Saturday, July 9, 2016

"The Purge: Election Year" Review

The Purge: Election Year is the worst movie of the decade. This combines the worst traits of American filmmaking - the excess, the preaching, racism, sexism, and uncontrollable need to dress up trash as satire - to make a depraved, incoherent stain on decency. And I'm ashamed to have watched it.

The Presidential election is between NFFA (New Founding Fathers of America) candidate The Minister/Donald Trump (Kyle Secor) and Senator Charlie Roan/Bernie Sanders (Elizabeth Mitchell), who's promised to abolish the Purge.
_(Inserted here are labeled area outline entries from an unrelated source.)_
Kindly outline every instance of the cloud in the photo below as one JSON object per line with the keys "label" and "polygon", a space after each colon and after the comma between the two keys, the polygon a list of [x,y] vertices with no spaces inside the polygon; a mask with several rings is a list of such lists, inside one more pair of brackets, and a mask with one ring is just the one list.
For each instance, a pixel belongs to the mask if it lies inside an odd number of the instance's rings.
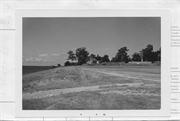
{"label": "cloud", "polygon": [[54,53],[54,54],[51,54],[51,56],[59,56],[59,54]]}
{"label": "cloud", "polygon": [[40,54],[39,57],[46,57],[48,54]]}

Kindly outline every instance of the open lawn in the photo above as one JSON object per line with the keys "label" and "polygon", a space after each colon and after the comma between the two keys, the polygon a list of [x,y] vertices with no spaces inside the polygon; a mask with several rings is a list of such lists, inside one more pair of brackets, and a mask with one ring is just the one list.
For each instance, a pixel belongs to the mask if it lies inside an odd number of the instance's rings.
{"label": "open lawn", "polygon": [[59,67],[23,76],[24,110],[153,110],[160,106],[160,66]]}

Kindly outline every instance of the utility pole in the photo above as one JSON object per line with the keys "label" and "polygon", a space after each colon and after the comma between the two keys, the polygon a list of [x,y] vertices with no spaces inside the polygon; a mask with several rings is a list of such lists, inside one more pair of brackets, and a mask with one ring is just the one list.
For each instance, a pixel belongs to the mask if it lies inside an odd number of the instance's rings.
{"label": "utility pole", "polygon": [[141,50],[141,62],[143,62],[143,44],[142,44],[142,50]]}

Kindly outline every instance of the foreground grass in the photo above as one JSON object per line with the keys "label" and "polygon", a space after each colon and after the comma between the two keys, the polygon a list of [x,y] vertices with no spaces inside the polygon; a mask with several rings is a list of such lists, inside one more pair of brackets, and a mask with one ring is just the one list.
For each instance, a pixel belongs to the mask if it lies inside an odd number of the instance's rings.
{"label": "foreground grass", "polygon": [[160,96],[78,92],[23,100],[25,110],[142,110],[160,109]]}
{"label": "foreground grass", "polygon": [[[109,73],[109,74],[108,74]],[[122,84],[119,86],[118,84]],[[24,110],[154,110],[161,107],[160,67],[67,67],[23,77],[23,93],[98,86],[23,99]],[[41,93],[42,94],[42,93]],[[40,98],[41,97],[41,98]]]}

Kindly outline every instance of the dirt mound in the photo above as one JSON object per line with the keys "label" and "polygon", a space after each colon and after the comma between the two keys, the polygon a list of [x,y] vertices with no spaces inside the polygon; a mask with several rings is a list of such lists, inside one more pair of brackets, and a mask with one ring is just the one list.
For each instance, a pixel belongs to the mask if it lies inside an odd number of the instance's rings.
{"label": "dirt mound", "polygon": [[111,81],[109,81],[110,78],[112,81],[118,81],[116,76],[100,73],[96,69],[92,70],[80,67],[60,67],[48,71],[25,75],[23,77],[23,91],[34,92],[50,89],[64,89],[98,84],[101,85],[103,83],[111,83]]}

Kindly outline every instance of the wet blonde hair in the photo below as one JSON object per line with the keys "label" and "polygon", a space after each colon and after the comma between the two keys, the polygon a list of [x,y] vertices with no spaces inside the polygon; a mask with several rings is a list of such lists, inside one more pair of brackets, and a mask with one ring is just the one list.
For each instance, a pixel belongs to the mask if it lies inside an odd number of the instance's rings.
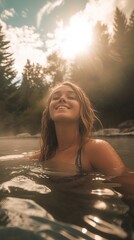
{"label": "wet blonde hair", "polygon": [[50,92],[46,108],[42,114],[41,121],[41,138],[42,138],[42,147],[41,147],[41,156],[40,160],[47,160],[52,157],[57,148],[57,137],[55,132],[55,125],[53,120],[50,118],[49,114],[49,104],[55,89],[60,86],[69,86],[75,92],[78,101],[80,103],[80,120],[79,120],[79,132],[84,139],[85,137],[90,137],[93,123],[95,119],[94,110],[92,108],[91,102],[84,93],[84,91],[77,85],[72,82],[63,82],[55,86]]}

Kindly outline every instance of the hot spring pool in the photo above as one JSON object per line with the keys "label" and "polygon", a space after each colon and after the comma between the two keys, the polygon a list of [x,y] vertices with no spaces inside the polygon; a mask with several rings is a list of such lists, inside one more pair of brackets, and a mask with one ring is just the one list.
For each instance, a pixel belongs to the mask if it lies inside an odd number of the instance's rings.
{"label": "hot spring pool", "polygon": [[[134,169],[133,138],[109,141]],[[0,140],[10,155],[0,159],[0,239],[134,239],[133,171],[51,182],[38,161],[21,158],[38,148],[39,139]]]}

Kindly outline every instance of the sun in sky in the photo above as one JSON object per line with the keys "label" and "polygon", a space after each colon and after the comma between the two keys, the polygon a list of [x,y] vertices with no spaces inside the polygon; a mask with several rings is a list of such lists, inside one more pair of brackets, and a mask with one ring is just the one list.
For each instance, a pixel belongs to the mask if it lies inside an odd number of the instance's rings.
{"label": "sun in sky", "polygon": [[110,29],[116,6],[130,15],[133,0],[118,0],[118,5],[116,2],[39,0],[33,5],[33,0],[0,1],[0,24],[10,41],[18,73],[21,75],[27,59],[45,65],[53,51],[60,52],[65,59],[90,51],[97,21]]}
{"label": "sun in sky", "polygon": [[90,47],[93,41],[92,28],[85,18],[75,16],[68,26],[57,28],[55,41],[61,55],[73,59]]}

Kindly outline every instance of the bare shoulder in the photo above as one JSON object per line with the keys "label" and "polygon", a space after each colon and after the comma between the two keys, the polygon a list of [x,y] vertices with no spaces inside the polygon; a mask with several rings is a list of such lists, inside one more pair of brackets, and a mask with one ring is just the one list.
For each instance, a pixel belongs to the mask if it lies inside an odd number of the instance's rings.
{"label": "bare shoulder", "polygon": [[106,150],[107,148],[112,148],[111,144],[102,139],[87,139],[85,143],[85,149],[93,150]]}
{"label": "bare shoulder", "polygon": [[118,175],[126,171],[126,166],[113,146],[102,139],[91,139],[85,144],[85,152],[90,155],[94,169],[104,174]]}

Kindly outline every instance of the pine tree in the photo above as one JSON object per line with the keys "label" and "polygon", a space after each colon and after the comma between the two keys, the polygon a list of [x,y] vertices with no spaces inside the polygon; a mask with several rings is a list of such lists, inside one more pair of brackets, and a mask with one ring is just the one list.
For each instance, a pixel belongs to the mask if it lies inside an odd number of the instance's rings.
{"label": "pine tree", "polygon": [[114,17],[114,37],[113,37],[113,47],[114,50],[121,56],[125,57],[127,51],[127,19],[125,14],[116,8]]}
{"label": "pine tree", "polygon": [[0,26],[0,101],[8,103],[16,91],[13,82],[16,77],[14,70],[13,55],[9,52],[10,42],[6,40],[5,34]]}

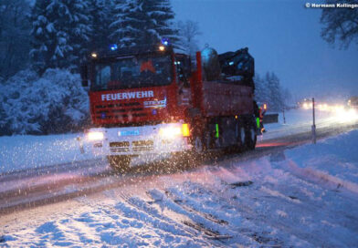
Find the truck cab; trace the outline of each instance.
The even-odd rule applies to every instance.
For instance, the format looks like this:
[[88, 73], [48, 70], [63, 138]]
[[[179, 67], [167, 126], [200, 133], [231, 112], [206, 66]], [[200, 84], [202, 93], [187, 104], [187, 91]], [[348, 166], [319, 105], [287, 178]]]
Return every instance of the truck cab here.
[[254, 59], [247, 48], [224, 55], [197, 52], [194, 68], [164, 46], [92, 53], [81, 77], [95, 153], [121, 168], [140, 155], [254, 149]]
[[91, 54], [82, 83], [90, 81], [94, 128], [88, 139], [95, 151], [111, 158], [190, 150], [190, 65], [187, 56], [165, 46]]

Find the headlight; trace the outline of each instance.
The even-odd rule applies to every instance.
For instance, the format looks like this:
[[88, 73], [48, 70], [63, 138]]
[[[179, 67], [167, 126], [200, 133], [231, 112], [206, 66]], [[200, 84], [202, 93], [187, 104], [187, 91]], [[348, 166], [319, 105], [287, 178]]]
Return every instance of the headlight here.
[[177, 136], [182, 135], [182, 129], [179, 127], [162, 128], [159, 130], [159, 134], [166, 139], [174, 139]]
[[182, 124], [182, 127], [166, 127], [159, 130], [159, 134], [165, 139], [174, 139], [178, 136], [188, 137], [190, 136], [189, 125]]
[[90, 140], [101, 140], [103, 138], [104, 135], [100, 131], [90, 131], [87, 134], [87, 139]]

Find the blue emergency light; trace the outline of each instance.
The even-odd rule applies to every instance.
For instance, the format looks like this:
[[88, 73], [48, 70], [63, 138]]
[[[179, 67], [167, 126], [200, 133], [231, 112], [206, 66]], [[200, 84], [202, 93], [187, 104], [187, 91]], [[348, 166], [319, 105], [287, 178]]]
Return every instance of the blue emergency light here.
[[167, 46], [170, 45], [170, 41], [168, 38], [162, 38], [162, 44]]
[[111, 51], [117, 50], [117, 49], [118, 49], [117, 44], [112, 44], [112, 45], [111, 45], [111, 46], [110, 46], [110, 49], [111, 49]]

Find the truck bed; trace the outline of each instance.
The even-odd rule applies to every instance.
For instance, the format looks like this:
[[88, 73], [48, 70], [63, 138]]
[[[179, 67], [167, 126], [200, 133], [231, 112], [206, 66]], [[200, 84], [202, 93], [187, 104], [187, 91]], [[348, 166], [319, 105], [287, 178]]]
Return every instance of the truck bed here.
[[233, 81], [204, 81], [201, 111], [205, 117], [253, 114], [253, 88]]

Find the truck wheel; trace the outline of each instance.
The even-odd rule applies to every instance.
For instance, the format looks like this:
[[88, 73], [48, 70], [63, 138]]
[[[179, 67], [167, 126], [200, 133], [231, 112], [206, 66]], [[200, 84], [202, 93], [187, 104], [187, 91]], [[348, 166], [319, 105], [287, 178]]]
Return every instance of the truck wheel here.
[[248, 126], [246, 130], [246, 147], [248, 150], [254, 150], [257, 141], [257, 134], [253, 126]]
[[108, 162], [113, 170], [124, 173], [131, 165], [131, 157], [125, 155], [107, 156]]
[[204, 157], [205, 147], [203, 141], [203, 137], [200, 135], [195, 135], [193, 138], [192, 145], [192, 155], [193, 159], [201, 160]]

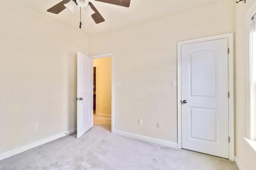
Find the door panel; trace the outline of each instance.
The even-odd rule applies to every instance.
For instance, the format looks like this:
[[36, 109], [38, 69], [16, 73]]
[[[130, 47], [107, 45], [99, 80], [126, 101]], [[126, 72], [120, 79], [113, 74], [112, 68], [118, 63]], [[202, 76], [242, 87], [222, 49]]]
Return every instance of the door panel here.
[[228, 158], [228, 39], [182, 46], [182, 148]]
[[93, 62], [79, 52], [77, 59], [77, 137], [79, 138], [93, 125]]

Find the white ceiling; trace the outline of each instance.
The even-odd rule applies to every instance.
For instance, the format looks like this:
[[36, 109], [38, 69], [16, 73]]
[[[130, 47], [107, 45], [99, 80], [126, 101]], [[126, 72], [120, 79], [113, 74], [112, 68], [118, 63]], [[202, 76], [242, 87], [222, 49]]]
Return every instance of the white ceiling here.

She claims the one-night endorsement of crime is a mass execution of minorities and the poor disguised as moral cleansing. 

On Purge Night, Roan is attacked by NFFA-hired mercenaries (sporting Nazi, Confederate, and probably "I always park in two spaces" patches). She escapes with the help of bodyguard Leo Barnes (Frank Grillo) and together, they have to survive the night, fighting off mercenaries, Purgers, and the NFAA. Along the way, they befriend a deli owner (Mykelti Williamson) and his employee (Joseph Julian Soria), a doctor who drives around caring for victims (Betty Gabriel), and a band of revolutionaries whose leader (Edwin Hodge) wants to take out the NFFA in a less diplomatic fashion.

To this franchise's one credit, the world continues to grow and explore new possibilities. This comes at the detriment of not explaining the details from previous movies. In a Hunger Games-style snafu, we know nothing of the NFFA - who started it; why The Purge and not any other idea was approved; why the American public got on-board; what catastrophe led people to such desperation to accept it; how businesses function with the annual steep, sudden loss of labor. This is the third movie of the franchise, and writer/director James DeMonaco (who's helmed all the movies) continues to dance around these essential world-building questions.

DeMonaco puts the same care into the characters. When not spewing such cringe-worthy lines as "Is the c--t close?" and "I've come for my candy bar!," they decide to commit every stupid thing possible. They stay outdoors in the middle of the street, just watching an old woman burn her husband to death or a young woman in a pig costume take a chainsaw to a door. Did I mention that Roan refuses to barricade herself, despite being a highly controversial presidential candidate and having the security to do so? It's all in the name of experiencing what most people do, she says. Personally, I want a president who appreciates the value of self-preservation.

Grillo and Mitchell do what they can with the material, looking defeated. Others, such as Williamson, have more confidence, but loathsome dialogue. As the deli owner, Williamson delivers such enlightening comic nuggets as "There are a whole bunch of Negros coming this way. and we're looking like a big ol' bucket of fried chicken!"


I'm writing this a few days after the cop shooting here in Dallas. A veteran took to the streets and murdered, fueled by a twisted sense of vengeance. The movie would have you consider this an unfortunate parallel, a real-life example of the psychopathic violence it seemingly rails against. But here's the difference. Thursday night, I read stories of grief, pain, and anger, but just as many of resolve, healing, and above all, hope. In Election Year, there is no hope.

You may say "Well, this America is supposed to be too far gone!" To that, I ask "Do we want it to be?" Should we blindly accept, with the film's hedonistic celebration, the worldview that America is destined for a self-destructive class war? I'd be more accepting if DeMonaco took his subject seriously. But the killer in a George Washington mask gives me room for pause.

This is grisly and sensational, without the charisma, style, intelligence, or substance that can make it permissible. When there's innocent blood on the streets, this gleeful brand of nihilism is irresponsible. Don't jump the gun and think I'm calling for a ban. But for those calling this simple, crazy escapism, don't kid yourselves. Call it what it is: TRASH.

Thank you all for reading. I'm the Man Without a Plan, signing off.